Groupe de travail sur la cigarette électronique : des avis d’experts partisans

Le groupe de travail sur la cigarette électronique de la Commission de l’environnement, de la santé publique et de la sécurité alimentaire (ENVI) s’est tenu le 07 mai 2013. Après la réunion du 24 avril et compte tenu des intervenants mentionnés dans l’agenda de ce workshop, on pouvait craindre un traitement inéquitable de la Ecigarette. Cet article fait le point sur les différentes présentations qui ont été faites via l’éclairage du Docteur Farsalinos. Comme lors de la dernière réunion les avis des eurodéputés qui se sont exprimés ont été très variés : certains sont visiblement pro-cigarette électronique mais beaucoup d’autres sont méfiants voire clairement hostiles. Parallèlement, le projet de position du 29 avril 2013 de la Commission des affaires juridiques (JURI) adressé à la Commission ENVI pourrait sonner le glas d’une réglementation de la cigarette électronique au niveau européen. Le rapport commandé par la Ministre de la santé Marisol Touraine deviendrait alors un élément crucial pour l’orientation de la réglementation en France.

Probablement la réunion la plus longue sur la cigarette électronique

L’agenda du workshop sur la cigarette électronique était précis et annonçait une réunion particulièrement longue puisque les participants ont pu aborder ce sujet épineux (comme ils aiment à le rappeler) pendant près de 3 heures.
Pour ceux qui ont du temps et veulent connaître avec précision tout ce qui a été dit, voici la vidéo de la totalité de ce workshop.

Analyse des présentations par le Docteur Farsalinos

Les supports des différentes présentations sont disponibles ici. Le Docteur Farsalinos en a fait une analyse sur son site dont voici la traduction :

Avant d’être informés de la liste des participants du groupe de travail, je pensais que cette réunion serait une excellente occasion d’informer les autorités de santé publique sur les données scientifiques actuellement disponibles sur la cigarette électronique.

Cependant, quand j’ai vu le programme et les conférenciers qui ont été invités, j’étais presque certain que ce serait une perte de temps. Malheureusement, ma prédiction a été totalement confirmé sur la base des diapositives des différentes présentations. Outre le professeur Etter, qui a fait quelques recherches et pouvait présenter ses conclusions (sur la base de preuves scientifiques réelles), aucun des autres participants n’a jamais participé à des recherches sur la e-cigarette. Le niveau de désinformation de cette conférence a vraiment été très surprenant.

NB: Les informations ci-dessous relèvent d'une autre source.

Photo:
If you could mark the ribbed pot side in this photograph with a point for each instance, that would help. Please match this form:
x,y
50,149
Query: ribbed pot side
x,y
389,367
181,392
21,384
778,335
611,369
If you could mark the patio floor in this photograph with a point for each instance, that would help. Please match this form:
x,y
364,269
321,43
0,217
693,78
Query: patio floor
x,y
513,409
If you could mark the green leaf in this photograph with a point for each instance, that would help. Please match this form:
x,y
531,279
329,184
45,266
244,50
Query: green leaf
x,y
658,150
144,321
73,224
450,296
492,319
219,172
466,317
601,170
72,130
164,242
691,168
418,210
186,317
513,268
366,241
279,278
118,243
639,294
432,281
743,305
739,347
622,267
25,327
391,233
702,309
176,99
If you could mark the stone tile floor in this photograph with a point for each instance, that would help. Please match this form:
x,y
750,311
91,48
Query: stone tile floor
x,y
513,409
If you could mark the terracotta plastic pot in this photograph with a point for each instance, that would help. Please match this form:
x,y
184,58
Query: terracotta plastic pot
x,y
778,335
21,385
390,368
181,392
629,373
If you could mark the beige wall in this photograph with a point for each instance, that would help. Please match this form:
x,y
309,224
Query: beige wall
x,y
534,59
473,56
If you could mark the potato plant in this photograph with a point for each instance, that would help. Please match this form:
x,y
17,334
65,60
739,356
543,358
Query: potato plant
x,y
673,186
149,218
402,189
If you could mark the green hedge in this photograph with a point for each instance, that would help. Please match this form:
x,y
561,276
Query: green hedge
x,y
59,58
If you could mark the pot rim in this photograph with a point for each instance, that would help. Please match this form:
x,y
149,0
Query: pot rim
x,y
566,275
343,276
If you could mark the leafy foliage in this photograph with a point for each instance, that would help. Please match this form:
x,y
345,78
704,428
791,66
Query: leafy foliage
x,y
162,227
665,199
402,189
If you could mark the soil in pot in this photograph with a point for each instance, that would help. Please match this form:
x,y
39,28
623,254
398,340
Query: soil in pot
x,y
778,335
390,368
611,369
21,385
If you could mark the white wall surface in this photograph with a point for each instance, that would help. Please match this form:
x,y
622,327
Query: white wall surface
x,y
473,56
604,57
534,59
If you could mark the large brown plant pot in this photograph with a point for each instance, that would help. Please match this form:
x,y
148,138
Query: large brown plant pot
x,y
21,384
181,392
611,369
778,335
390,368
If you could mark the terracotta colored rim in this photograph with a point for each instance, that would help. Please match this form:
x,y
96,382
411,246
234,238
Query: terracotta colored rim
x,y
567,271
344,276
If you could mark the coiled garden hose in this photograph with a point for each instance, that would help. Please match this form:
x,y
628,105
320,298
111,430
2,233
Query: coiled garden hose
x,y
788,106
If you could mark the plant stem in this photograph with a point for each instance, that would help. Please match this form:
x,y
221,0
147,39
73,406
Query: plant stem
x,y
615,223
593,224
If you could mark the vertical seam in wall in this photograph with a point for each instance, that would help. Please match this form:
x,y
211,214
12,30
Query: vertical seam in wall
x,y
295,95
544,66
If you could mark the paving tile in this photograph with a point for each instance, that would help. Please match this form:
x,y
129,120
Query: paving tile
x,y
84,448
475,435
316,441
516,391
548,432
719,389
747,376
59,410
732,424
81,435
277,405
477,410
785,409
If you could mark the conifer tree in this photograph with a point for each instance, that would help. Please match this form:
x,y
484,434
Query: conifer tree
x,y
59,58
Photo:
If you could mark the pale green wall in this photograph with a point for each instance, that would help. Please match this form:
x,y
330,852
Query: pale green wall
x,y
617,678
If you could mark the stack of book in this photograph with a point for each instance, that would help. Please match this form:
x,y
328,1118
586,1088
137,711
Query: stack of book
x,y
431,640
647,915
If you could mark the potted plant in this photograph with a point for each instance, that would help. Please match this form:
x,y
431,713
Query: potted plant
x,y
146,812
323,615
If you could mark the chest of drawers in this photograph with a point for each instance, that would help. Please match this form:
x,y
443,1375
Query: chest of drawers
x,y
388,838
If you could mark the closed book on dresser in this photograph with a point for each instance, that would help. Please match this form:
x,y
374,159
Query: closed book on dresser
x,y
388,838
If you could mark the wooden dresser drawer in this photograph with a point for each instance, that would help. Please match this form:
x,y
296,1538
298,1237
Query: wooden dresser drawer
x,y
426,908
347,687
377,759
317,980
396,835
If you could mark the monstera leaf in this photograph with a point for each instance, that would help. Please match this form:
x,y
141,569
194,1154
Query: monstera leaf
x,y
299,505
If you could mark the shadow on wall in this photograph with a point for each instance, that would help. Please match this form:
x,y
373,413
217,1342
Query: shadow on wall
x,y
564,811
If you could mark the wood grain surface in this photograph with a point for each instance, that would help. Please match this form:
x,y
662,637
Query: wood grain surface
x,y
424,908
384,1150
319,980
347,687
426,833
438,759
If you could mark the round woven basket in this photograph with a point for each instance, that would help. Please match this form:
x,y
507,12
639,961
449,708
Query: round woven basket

Plus précisement, certains des exposés ont constitué une scandaleuse désinformation en évitant soit la communication des données scientifiques déjà disponibles ou, dans certains cas en les présentant de façon déformées.

Pour commencer, le représentant de la European Respiratory Society (ERS) n’a pratiquement rien dit. Il s’agissait d’une amélioration majeure par rapport au communiqué de presse de l’année dernière de cette société concernant les cigarettes électroniques qui disait : «En général, la ERS souscrit au principe médical de primum non nocere et soutient que les utilisateurs de tabac ne doivent pas échanger un produit cancérogène pour un autre… ». La différence entre cette position et l’actuelle est frappante. En outre, plusieurs interrogations exprimées ont déjà été étudiées. Les émissions de E-cigarettes ont été examinées par 3 études, Schripp et ses collègues, qui comparent les émissions du tabac et de la cigarette électronique. Ils ont testé 20 produits chimiques rejetés dans l’environnement. Chacun d’eux étaient présents dans la fumée de cigarette, seulement 6 étaient présents dans la vapeur de e-cigarette, à des niveaux 2,5 (acétone) à 50 fois (acétaldéhyde) inférieurs à ceux des cigarettes. Romagna, Farsalinos et leurs co-auteurs ont présenté lors du congrès 2012 de la Société de recherche sur la nicotine et le tabac, des résultats d’une étude comparant le « vapotage passif » et le tabagisme passif. Ils ont trouvé 10 fois moins de composés de carbone organique et l’absence totale de substances toxiques comme l’acroléine, le toluène et les hydrocarbures aromatiques polycycliques. McAuley et ses collègues n’ont constaté « aucun risque apparent pour la santé humaine des émissions de e-cigarettes ».
Le représentant de la ERS demande des essais cliniques et des études post-marketing. Nous sommes d’accord avec cela, et en fait cela appuie l’idée que les e-cigarettes devraient être disponibles pour le consommateur (sinon de telles études ne pourraient être effectuées). Globalement, d’autres études devraient être menées, mais cela ne signifie pas que nous ne savons rien.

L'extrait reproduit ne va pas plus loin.